### Conceptual Questions

### 7.1 Wave Functions

What is the physical unit of a wave function, $\text{\Psi}(x,t)?$ What is the physical unit of the square of this wave function?

Can the magnitude of a wave function $({\text{\Psi}}^{*}\left(x,t\right)\phantom{\rule{0.2em}{0ex}}\text{\Psi}(x,t))$ be a negative number? Explain.

What is the physical meaning of a wave function of a particle?

### 7.2 The Heisenberg Uncertainty Principle

If the formalism of quantum mechanics is ‘more exact’ than that of classical mechanics, why don’t we use quantum mechanics to describe the motion of a leaping frog? Explain.

Can the de Broglie wavelength of a particle be known precisely? Can the position of a particle be known precisely?

Can we measure the energy of a free localized particle with complete precision?

### 7.3 The Schrӧdinger Equation

What is the difference between a wave function $\psi (x,y,z)$ and a wave function $\text{\Psi}(x,y,z,t)$ for the same particle?

Explain the difference between time-dependent and -independent Schrӧdinger’s equations.

Suppose a wave function is discontinuous at some point. Can this function represent a quantum state of some physical particle? Why? Why not?

### 7.4 The Quantum Particle in a Box

Using the quantum particle in a box model, describe how the possible energies of the particle are related to the size of the box.

Is it possible that when we measure the energy of a quantum particle in a box, the measurement may return a smaller value than the ground state energy? What is the highest value of the energy that we can measure for this particle?

For a quantum particle in a box, the first excited state $({\text{\Psi}}_{2})$ has zero value at the midpoint position in the box, so that the probability density of finding a particle at this point is exactly zero. Explain what is wrong with the following reasoning: “If the probability of finding a quantum particle at the midpoint is zero, the particle is never at this point, right? How does it come then that the particle can cross this point on its way from the left side to the right side of the box?

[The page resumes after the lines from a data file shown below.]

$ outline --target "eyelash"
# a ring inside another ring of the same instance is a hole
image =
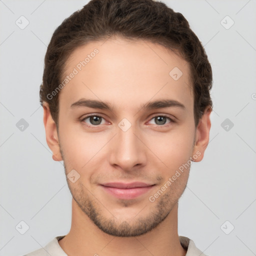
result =
[[[104,118],[100,115],[90,114],[89,116],[86,116],[85,117],[84,117],[82,119],[80,120],[81,122],[82,122],[84,125],[85,125],[87,127],[88,127],[89,128],[92,128],[92,129],[98,128],[98,126],[100,126],[100,124],[98,124],[96,126],[89,125],[84,122],[85,120],[86,120],[89,118],[90,118],[91,116],[97,116],[98,118],[101,118],[102,119],[104,120]],[[169,123],[168,123],[167,124],[162,124],[162,125],[154,124],[154,126],[156,126],[158,127],[162,126],[162,128],[166,128],[166,127],[168,127],[169,126],[172,126],[172,124],[176,122],[176,121],[174,121],[173,119],[172,119],[170,118],[169,118],[168,116],[164,116],[164,114],[156,114],[156,116],[152,116],[150,120],[151,120],[152,119],[154,119],[154,118],[158,117],[158,116],[160,116],[162,118],[166,118],[167,119],[168,119],[170,120],[170,122]]]

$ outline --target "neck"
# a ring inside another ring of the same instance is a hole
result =
[[[58,244],[68,255],[185,256],[178,233],[178,203],[151,231],[134,237],[118,237],[102,231],[72,199],[70,232]]]

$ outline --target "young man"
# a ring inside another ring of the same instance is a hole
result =
[[[180,13],[92,0],[54,32],[40,102],[72,196],[69,233],[29,256],[204,256],[178,201],[209,140],[210,65]]]

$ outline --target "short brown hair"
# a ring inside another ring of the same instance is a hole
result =
[[[50,99],[48,95],[62,80],[68,57],[89,42],[114,36],[144,40],[178,50],[190,64],[197,126],[204,110],[212,108],[212,75],[204,47],[184,16],[153,0],[92,0],[55,30],[46,54],[40,102],[48,104],[57,128],[58,94]]]

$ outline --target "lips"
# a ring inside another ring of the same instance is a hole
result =
[[[146,193],[154,186],[143,182],[132,183],[108,182],[101,184],[104,191],[120,199],[134,198]]]
[[[104,183],[102,184],[105,186],[110,186],[111,188],[144,188],[150,186],[154,184],[148,184],[144,182],[135,182],[132,183],[122,183],[118,182],[112,182]]]

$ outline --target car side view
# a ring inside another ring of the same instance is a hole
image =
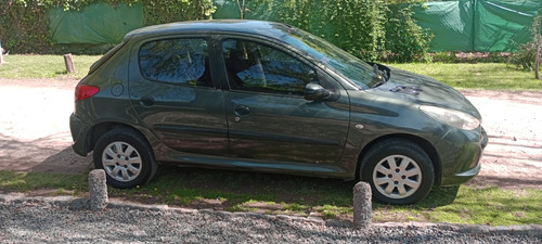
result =
[[[362,180],[389,204],[475,177],[480,124],[442,82],[261,21],[133,30],[78,84],[70,116],[74,151],[116,188],[178,163]]]

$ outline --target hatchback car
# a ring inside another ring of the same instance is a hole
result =
[[[475,177],[488,142],[454,89],[260,21],[133,30],[75,100],[73,149],[93,151],[116,188],[180,163],[359,179],[379,202],[411,204]]]

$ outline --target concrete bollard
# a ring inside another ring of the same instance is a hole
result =
[[[353,187],[353,227],[371,227],[372,215],[371,185],[367,182],[360,181]]]
[[[109,202],[107,197],[107,184],[105,182],[105,171],[94,169],[89,174],[90,209],[103,210]]]

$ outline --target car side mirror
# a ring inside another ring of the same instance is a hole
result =
[[[322,101],[332,97],[332,92],[319,84],[307,84],[305,86],[305,99],[309,101]]]

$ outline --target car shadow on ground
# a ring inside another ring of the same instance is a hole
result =
[[[37,171],[76,175],[85,172],[91,157],[74,153],[69,142],[57,143],[50,136],[36,140],[20,140],[0,133],[0,170]]]
[[[179,167],[163,164],[155,178],[136,190],[118,190],[119,196],[136,196],[138,201],[164,201],[168,205],[191,208],[231,209],[238,206],[273,208],[273,205],[352,206],[352,189],[357,181],[247,172],[224,169]],[[415,204],[426,209],[451,204],[459,187],[435,187],[429,195]],[[137,196],[143,197],[137,197]],[[145,196],[154,197],[145,200]],[[146,202],[153,204],[151,202]],[[373,204],[375,208],[388,205]],[[281,206],[278,206],[281,207]]]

### 7.5 The Quantum Harmonic Oscillator

Is it possible to measure energy of $0.75\hslash \omega $ for a quantum harmonic oscillator? Why? Why not? Explain.

Explain the connection between Planck’s hypothesis of energy quanta and the energies of the quantum harmonic oscillator.

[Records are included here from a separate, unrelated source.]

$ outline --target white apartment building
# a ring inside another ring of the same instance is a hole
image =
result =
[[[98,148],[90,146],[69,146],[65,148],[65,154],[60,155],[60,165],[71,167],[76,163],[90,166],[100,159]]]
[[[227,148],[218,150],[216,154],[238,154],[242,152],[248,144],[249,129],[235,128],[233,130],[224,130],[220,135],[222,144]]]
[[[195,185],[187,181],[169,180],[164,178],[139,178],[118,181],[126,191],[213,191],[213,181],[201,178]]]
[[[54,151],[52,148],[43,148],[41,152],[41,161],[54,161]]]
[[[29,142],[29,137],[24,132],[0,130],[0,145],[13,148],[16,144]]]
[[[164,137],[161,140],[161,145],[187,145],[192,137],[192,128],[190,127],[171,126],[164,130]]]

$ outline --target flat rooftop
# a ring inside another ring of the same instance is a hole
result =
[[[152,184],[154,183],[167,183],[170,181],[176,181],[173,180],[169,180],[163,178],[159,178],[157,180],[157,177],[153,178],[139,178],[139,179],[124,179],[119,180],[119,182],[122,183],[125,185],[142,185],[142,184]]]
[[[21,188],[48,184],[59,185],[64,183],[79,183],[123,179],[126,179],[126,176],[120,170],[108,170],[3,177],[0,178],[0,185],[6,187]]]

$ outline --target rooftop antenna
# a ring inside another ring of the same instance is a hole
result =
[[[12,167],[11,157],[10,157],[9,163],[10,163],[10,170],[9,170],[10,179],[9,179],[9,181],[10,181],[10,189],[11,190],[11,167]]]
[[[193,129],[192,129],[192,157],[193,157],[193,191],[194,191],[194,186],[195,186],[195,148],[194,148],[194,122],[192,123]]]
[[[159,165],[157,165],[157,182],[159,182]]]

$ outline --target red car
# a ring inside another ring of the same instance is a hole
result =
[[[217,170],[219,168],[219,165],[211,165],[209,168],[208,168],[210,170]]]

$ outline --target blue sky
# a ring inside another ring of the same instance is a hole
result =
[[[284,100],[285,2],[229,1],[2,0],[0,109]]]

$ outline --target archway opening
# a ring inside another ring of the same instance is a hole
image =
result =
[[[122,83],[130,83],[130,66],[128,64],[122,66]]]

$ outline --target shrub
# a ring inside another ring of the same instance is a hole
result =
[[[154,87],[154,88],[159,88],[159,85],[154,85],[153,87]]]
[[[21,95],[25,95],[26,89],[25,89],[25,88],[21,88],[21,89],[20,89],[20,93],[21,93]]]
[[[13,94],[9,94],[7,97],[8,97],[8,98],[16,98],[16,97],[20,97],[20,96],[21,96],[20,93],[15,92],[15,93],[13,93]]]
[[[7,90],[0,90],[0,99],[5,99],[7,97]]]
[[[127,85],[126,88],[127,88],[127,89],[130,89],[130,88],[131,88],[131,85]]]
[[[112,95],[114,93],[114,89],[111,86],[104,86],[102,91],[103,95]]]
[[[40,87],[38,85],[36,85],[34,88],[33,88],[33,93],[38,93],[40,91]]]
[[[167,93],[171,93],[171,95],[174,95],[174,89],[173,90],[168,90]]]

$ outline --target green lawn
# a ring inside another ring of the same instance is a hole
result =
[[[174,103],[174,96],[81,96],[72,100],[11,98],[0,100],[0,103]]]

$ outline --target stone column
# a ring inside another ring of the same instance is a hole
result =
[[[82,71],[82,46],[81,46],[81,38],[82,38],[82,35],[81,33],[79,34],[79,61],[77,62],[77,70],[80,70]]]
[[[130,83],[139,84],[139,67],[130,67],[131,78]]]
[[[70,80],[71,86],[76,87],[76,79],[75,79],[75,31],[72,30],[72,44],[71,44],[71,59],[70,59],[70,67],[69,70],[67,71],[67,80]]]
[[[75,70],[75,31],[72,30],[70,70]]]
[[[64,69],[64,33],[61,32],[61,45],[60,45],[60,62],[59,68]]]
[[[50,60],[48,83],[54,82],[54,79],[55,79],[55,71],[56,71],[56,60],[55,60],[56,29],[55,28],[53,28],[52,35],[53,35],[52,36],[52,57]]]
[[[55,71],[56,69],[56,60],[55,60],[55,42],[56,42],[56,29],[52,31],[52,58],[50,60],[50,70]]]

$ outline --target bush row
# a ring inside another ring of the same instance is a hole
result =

If a classical harmonic oscillator can be at rest, why can the quantum harmonic oscillator never be at rest? Does this violate Bohr’s correspondence principle?

Use an example of a quantum particle in a box or a quantum oscillator to explain the physical meaning of Bohr’s correspondence principle.

### 7.6 The Quantum Tunneling of Particles through Potential Barriers

When an electron and a proton of the same kinetic energy encounter a potential barrier of the same height and width, which one of them will tunnel through the barrier more easily? Why?

What decreases the tunneling probability most: doubling the barrier width or halving the kinetic energy of the incident particle?

Explain the difference between a box-potential and a potential of a quantum dot.

Can a quantum particle ‘escape’ from an infinite potential well like that in a box? Why? Why not?

A tunnel diode and a resonant-tunneling diode both utilize the same physics principle of quantum tunneling. In what important way are they different?